Nobel Peace Prize-winner Elie Wiesel was born in 1928 in Transylvania, in a region that is now part of Romania. When he was 15 years old, Nazis deported his family to Auschwitz. His mother and youngest sister died, his two older sisters survived. Wiesel and his father were then transferred to Buchenwald, where Wiesel’s father died shortly before the camp was liberated in April 1945.
After the war, Wiesel studied in Paris and later became a journalist. During an interview with the distinguished French writer, Francois Mauriac, he was persuaded to write about his experiences in the death camps. The result was his internationally acclaimed memoir, Night, which has since been translated into more than 30 languages.
In 1978, President Jimmy Carter appointed Wiesel Chairman of the President’s Commission on the Holocaust. He also became the Founding Chairman of the United States Holocaust Memorial Council. He is President of The Elie Wiesel Foundation for Humanity, an organization he and his wife created to fight intolerance and injustice. Elie Wiesel has received more than 100 honorary degrees from institutions of higher learning.
Since 1976, Wiesel has been the Andrew W. Mellon Professor in the Humanities at Boston University.
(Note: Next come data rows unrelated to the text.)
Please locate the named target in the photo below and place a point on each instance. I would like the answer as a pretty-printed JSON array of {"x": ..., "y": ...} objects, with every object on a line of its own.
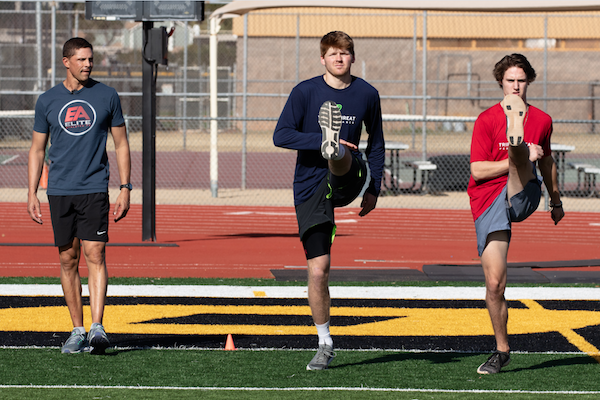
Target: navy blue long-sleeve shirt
[{"x": 298, "y": 129}]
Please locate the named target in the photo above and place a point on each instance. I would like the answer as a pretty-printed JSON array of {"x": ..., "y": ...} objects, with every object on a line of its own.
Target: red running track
[{"x": 247, "y": 242}]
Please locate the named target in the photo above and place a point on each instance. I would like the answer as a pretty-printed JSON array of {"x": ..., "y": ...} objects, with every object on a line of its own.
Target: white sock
[
  {"x": 80, "y": 330},
  {"x": 341, "y": 152},
  {"x": 324, "y": 335}
]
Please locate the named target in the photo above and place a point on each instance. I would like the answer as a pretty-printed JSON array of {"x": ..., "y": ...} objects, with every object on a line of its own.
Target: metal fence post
[
  {"x": 424, "y": 155},
  {"x": 244, "y": 101}
]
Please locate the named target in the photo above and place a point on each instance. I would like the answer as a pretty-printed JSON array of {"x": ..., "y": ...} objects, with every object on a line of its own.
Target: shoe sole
[
  {"x": 309, "y": 368},
  {"x": 515, "y": 110},
  {"x": 330, "y": 120},
  {"x": 481, "y": 372}
]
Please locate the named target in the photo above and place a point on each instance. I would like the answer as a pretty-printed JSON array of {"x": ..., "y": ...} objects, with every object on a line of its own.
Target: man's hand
[
  {"x": 368, "y": 204},
  {"x": 33, "y": 208},
  {"x": 121, "y": 205},
  {"x": 557, "y": 213},
  {"x": 348, "y": 144},
  {"x": 535, "y": 152}
]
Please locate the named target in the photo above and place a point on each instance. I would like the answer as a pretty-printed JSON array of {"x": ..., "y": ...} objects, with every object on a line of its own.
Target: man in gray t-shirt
[{"x": 76, "y": 116}]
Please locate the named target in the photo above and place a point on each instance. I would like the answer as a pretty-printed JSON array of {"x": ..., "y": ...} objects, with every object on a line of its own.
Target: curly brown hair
[
  {"x": 514, "y": 60},
  {"x": 337, "y": 40},
  {"x": 74, "y": 44}
]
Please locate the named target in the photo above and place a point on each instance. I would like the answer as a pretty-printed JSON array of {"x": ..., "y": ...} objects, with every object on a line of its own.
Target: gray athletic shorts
[{"x": 499, "y": 215}]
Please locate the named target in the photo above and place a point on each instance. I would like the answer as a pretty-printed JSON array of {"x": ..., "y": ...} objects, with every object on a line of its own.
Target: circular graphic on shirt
[{"x": 77, "y": 117}]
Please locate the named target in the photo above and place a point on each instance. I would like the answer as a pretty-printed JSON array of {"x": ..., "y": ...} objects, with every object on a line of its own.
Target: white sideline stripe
[
  {"x": 298, "y": 389},
  {"x": 341, "y": 292}
]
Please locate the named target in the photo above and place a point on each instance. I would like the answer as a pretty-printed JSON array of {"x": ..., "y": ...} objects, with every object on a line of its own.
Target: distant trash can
[{"x": 452, "y": 173}]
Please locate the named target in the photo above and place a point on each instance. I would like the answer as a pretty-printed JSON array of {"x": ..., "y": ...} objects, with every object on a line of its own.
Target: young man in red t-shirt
[{"x": 508, "y": 139}]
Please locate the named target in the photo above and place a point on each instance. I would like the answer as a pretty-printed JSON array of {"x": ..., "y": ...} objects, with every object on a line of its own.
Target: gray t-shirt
[{"x": 78, "y": 124}]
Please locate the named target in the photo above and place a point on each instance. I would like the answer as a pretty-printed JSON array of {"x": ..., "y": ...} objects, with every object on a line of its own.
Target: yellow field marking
[{"x": 565, "y": 328}]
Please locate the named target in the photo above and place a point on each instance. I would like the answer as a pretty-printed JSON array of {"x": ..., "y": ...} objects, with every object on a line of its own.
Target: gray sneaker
[
  {"x": 322, "y": 359},
  {"x": 330, "y": 120},
  {"x": 495, "y": 363},
  {"x": 76, "y": 343},
  {"x": 97, "y": 339}
]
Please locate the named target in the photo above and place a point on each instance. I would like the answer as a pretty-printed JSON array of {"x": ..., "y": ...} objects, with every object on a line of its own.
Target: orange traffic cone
[
  {"x": 229, "y": 343},
  {"x": 44, "y": 177}
]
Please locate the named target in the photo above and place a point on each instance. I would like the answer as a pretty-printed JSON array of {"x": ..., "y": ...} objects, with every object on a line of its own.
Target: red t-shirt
[{"x": 489, "y": 143}]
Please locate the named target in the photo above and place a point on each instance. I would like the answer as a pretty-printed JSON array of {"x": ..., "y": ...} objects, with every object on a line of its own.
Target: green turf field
[
  {"x": 281, "y": 374},
  {"x": 178, "y": 373}
]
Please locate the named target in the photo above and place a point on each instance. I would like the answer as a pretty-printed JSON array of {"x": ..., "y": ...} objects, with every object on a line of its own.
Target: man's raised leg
[{"x": 520, "y": 168}]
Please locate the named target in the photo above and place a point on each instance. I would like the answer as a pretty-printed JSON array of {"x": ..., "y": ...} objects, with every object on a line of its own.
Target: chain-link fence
[{"x": 262, "y": 55}]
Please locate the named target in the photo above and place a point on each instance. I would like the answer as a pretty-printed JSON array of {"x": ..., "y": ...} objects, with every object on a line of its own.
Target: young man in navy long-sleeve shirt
[{"x": 323, "y": 120}]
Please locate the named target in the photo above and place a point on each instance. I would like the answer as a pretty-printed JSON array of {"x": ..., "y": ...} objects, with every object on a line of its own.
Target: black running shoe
[{"x": 495, "y": 363}]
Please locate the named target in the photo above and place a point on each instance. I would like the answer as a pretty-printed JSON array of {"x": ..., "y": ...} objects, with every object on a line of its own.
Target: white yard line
[
  {"x": 340, "y": 292},
  {"x": 298, "y": 389}
]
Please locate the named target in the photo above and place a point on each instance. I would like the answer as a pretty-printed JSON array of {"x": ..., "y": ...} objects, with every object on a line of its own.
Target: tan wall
[{"x": 400, "y": 24}]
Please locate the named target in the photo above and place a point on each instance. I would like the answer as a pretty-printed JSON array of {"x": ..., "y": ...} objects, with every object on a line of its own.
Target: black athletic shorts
[
  {"x": 83, "y": 216},
  {"x": 334, "y": 191}
]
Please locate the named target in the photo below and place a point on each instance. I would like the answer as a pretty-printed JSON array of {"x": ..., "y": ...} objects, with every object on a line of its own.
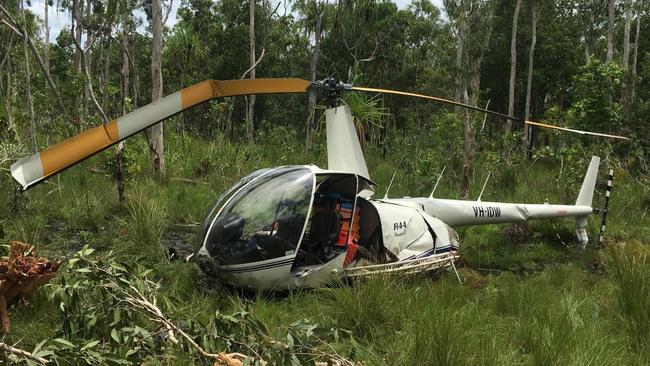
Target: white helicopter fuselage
[{"x": 270, "y": 231}]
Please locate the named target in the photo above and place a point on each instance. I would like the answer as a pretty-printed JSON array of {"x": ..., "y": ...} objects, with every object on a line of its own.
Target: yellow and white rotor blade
[
  {"x": 33, "y": 169},
  {"x": 468, "y": 106}
]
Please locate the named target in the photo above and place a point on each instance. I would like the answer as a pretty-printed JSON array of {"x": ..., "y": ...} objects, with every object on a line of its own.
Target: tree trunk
[
  {"x": 589, "y": 35},
  {"x": 311, "y": 105},
  {"x": 531, "y": 57},
  {"x": 250, "y": 113},
  {"x": 636, "y": 48},
  {"x": 46, "y": 44},
  {"x": 106, "y": 72},
  {"x": 458, "y": 74},
  {"x": 610, "y": 31},
  {"x": 626, "y": 34},
  {"x": 513, "y": 66},
  {"x": 155, "y": 133},
  {"x": 28, "y": 79},
  {"x": 124, "y": 93},
  {"x": 88, "y": 57},
  {"x": 78, "y": 12}
]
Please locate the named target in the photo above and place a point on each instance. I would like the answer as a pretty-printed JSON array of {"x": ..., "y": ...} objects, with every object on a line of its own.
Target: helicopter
[{"x": 303, "y": 226}]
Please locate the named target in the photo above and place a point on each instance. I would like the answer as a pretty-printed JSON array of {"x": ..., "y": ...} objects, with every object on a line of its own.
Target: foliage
[{"x": 594, "y": 109}]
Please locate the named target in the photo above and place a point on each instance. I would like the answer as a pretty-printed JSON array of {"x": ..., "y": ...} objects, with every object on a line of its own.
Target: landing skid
[{"x": 433, "y": 262}]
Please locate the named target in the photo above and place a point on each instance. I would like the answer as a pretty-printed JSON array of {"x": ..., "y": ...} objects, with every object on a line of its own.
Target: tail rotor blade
[
  {"x": 33, "y": 169},
  {"x": 479, "y": 109}
]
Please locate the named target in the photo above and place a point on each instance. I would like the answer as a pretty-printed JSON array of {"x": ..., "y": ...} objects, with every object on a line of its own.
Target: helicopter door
[{"x": 333, "y": 227}]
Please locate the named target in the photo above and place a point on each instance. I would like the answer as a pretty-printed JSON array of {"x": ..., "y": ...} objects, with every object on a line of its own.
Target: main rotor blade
[
  {"x": 479, "y": 109},
  {"x": 33, "y": 169}
]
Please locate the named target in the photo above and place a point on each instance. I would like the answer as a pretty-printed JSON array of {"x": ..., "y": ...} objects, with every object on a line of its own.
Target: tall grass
[
  {"x": 145, "y": 223},
  {"x": 629, "y": 266}
]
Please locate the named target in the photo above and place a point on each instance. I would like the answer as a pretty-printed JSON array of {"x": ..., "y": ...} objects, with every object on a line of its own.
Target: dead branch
[
  {"x": 254, "y": 65},
  {"x": 136, "y": 299},
  {"x": 22, "y": 353},
  {"x": 20, "y": 275},
  {"x": 8, "y": 51}
]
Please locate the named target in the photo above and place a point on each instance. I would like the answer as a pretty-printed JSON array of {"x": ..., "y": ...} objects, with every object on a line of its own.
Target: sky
[{"x": 59, "y": 20}]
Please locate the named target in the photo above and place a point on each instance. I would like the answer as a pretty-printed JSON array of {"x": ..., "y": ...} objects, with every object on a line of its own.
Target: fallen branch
[
  {"x": 20, "y": 275},
  {"x": 22, "y": 353}
]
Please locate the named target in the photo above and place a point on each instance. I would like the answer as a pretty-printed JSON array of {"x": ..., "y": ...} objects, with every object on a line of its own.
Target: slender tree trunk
[
  {"x": 460, "y": 39},
  {"x": 610, "y": 31},
  {"x": 46, "y": 44},
  {"x": 78, "y": 12},
  {"x": 88, "y": 59},
  {"x": 10, "y": 99},
  {"x": 28, "y": 79},
  {"x": 589, "y": 35},
  {"x": 311, "y": 105},
  {"x": 636, "y": 48},
  {"x": 106, "y": 72},
  {"x": 513, "y": 66},
  {"x": 250, "y": 114},
  {"x": 529, "y": 83},
  {"x": 124, "y": 93},
  {"x": 626, "y": 34},
  {"x": 625, "y": 91},
  {"x": 155, "y": 133}
]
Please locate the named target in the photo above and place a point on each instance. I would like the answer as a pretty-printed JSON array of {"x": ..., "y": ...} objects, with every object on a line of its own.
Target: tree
[
  {"x": 528, "y": 135},
  {"x": 155, "y": 133},
  {"x": 319, "y": 12},
  {"x": 46, "y": 29},
  {"x": 474, "y": 30},
  {"x": 626, "y": 34},
  {"x": 250, "y": 113},
  {"x": 28, "y": 77},
  {"x": 513, "y": 66},
  {"x": 636, "y": 47}
]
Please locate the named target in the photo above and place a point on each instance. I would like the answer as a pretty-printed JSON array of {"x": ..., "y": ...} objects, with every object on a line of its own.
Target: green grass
[{"x": 539, "y": 302}]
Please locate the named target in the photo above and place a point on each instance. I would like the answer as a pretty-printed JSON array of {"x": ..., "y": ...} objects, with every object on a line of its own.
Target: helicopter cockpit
[
  {"x": 276, "y": 225},
  {"x": 264, "y": 219}
]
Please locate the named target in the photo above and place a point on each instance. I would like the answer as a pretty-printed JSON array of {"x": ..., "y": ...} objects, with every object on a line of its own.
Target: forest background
[{"x": 528, "y": 296}]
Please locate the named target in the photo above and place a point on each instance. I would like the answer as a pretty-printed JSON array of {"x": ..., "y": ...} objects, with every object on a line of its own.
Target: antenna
[
  {"x": 389, "y": 184},
  {"x": 484, "y": 184},
  {"x": 437, "y": 181}
]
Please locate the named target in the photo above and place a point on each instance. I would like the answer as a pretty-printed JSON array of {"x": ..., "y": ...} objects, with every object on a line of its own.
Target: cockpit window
[
  {"x": 264, "y": 220},
  {"x": 214, "y": 209}
]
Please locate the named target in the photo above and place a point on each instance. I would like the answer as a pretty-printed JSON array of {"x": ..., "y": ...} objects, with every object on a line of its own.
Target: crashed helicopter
[{"x": 303, "y": 226}]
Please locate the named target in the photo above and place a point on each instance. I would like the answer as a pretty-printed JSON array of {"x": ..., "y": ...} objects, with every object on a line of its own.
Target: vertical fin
[
  {"x": 343, "y": 148},
  {"x": 585, "y": 198},
  {"x": 586, "y": 195}
]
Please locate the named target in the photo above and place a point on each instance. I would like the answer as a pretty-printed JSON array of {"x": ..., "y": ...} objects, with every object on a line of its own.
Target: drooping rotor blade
[
  {"x": 33, "y": 169},
  {"x": 479, "y": 109}
]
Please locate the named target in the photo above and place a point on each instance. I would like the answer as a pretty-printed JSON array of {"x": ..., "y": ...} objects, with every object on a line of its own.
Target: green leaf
[
  {"x": 89, "y": 345},
  {"x": 39, "y": 346},
  {"x": 64, "y": 342},
  {"x": 115, "y": 335}
]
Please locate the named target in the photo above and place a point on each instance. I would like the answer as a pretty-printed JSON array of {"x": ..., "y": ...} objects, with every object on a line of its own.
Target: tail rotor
[{"x": 608, "y": 193}]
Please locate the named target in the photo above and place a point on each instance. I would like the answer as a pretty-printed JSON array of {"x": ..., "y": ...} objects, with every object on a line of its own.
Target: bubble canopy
[{"x": 262, "y": 217}]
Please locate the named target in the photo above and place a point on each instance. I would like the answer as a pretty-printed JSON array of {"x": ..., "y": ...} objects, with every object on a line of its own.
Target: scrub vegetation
[
  {"x": 533, "y": 300},
  {"x": 527, "y": 297}
]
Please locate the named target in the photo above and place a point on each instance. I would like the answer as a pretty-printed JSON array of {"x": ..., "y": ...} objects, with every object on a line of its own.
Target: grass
[{"x": 535, "y": 303}]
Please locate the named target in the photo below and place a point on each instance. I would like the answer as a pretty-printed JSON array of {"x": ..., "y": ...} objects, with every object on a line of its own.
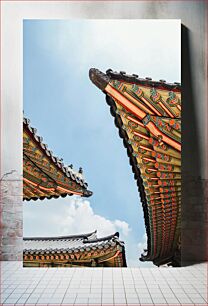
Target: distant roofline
[
  {"x": 60, "y": 237},
  {"x": 56, "y": 161}
]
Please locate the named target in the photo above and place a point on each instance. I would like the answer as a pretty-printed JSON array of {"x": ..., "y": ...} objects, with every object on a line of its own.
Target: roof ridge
[
  {"x": 116, "y": 235},
  {"x": 60, "y": 237},
  {"x": 146, "y": 81}
]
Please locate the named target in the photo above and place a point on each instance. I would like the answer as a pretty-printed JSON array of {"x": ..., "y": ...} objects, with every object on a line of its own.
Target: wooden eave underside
[{"x": 45, "y": 176}]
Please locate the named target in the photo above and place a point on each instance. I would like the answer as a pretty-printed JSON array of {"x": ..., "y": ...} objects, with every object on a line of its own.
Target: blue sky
[{"x": 71, "y": 115}]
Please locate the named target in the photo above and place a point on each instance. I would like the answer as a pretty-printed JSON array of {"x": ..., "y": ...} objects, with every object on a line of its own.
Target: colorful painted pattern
[
  {"x": 74, "y": 251},
  {"x": 149, "y": 113},
  {"x": 44, "y": 175}
]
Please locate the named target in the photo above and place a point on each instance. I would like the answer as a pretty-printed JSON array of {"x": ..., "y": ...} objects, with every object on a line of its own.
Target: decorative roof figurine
[
  {"x": 148, "y": 116},
  {"x": 44, "y": 175},
  {"x": 74, "y": 251}
]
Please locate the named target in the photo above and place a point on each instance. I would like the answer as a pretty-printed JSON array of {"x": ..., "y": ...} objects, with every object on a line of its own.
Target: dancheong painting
[{"x": 102, "y": 143}]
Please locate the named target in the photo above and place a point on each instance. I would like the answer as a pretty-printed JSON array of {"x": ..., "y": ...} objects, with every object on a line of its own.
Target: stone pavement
[{"x": 98, "y": 286}]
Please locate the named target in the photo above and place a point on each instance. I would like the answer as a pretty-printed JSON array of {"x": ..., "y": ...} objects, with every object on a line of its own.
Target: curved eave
[
  {"x": 135, "y": 169},
  {"x": 56, "y": 162}
]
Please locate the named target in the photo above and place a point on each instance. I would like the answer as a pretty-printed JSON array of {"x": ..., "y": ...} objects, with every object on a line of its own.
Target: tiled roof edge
[
  {"x": 134, "y": 78},
  {"x": 61, "y": 237},
  {"x": 58, "y": 162}
]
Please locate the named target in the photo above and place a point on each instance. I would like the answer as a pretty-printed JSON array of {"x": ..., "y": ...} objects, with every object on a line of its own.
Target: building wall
[{"x": 194, "y": 80}]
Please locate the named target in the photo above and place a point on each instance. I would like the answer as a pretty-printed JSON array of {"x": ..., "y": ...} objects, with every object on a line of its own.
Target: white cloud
[
  {"x": 75, "y": 216},
  {"x": 135, "y": 46}
]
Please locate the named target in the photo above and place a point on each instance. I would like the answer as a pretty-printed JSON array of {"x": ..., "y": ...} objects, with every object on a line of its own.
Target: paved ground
[{"x": 91, "y": 286}]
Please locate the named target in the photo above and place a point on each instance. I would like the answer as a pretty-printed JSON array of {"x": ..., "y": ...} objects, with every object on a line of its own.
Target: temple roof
[
  {"x": 45, "y": 175},
  {"x": 147, "y": 114},
  {"x": 35, "y": 245},
  {"x": 76, "y": 250}
]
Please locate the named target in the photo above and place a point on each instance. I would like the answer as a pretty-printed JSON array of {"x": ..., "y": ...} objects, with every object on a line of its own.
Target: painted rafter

He is a member of the Faculty in the Department of Religion as well as the Department of Philosophy. Previously, he served as Distinguished Professor of Judaic Studies at the City University of New York (1972-76) and the first Henry Luce Visiting Scholar in Humanities and Social Thought at Yale University (1982-83).
Elie Wiesel is the author of more than 50 books of fiction and non-fiction. He has received numerous awards including the Presidential Medal of Freedom, the U.S. Congressional Gold Medal, the National Humanities Medal, the Medal of Liberty and the rank of Grand-Croix in the French Legion of Honor. He was awarded the Nobel Peace Prize in 1986.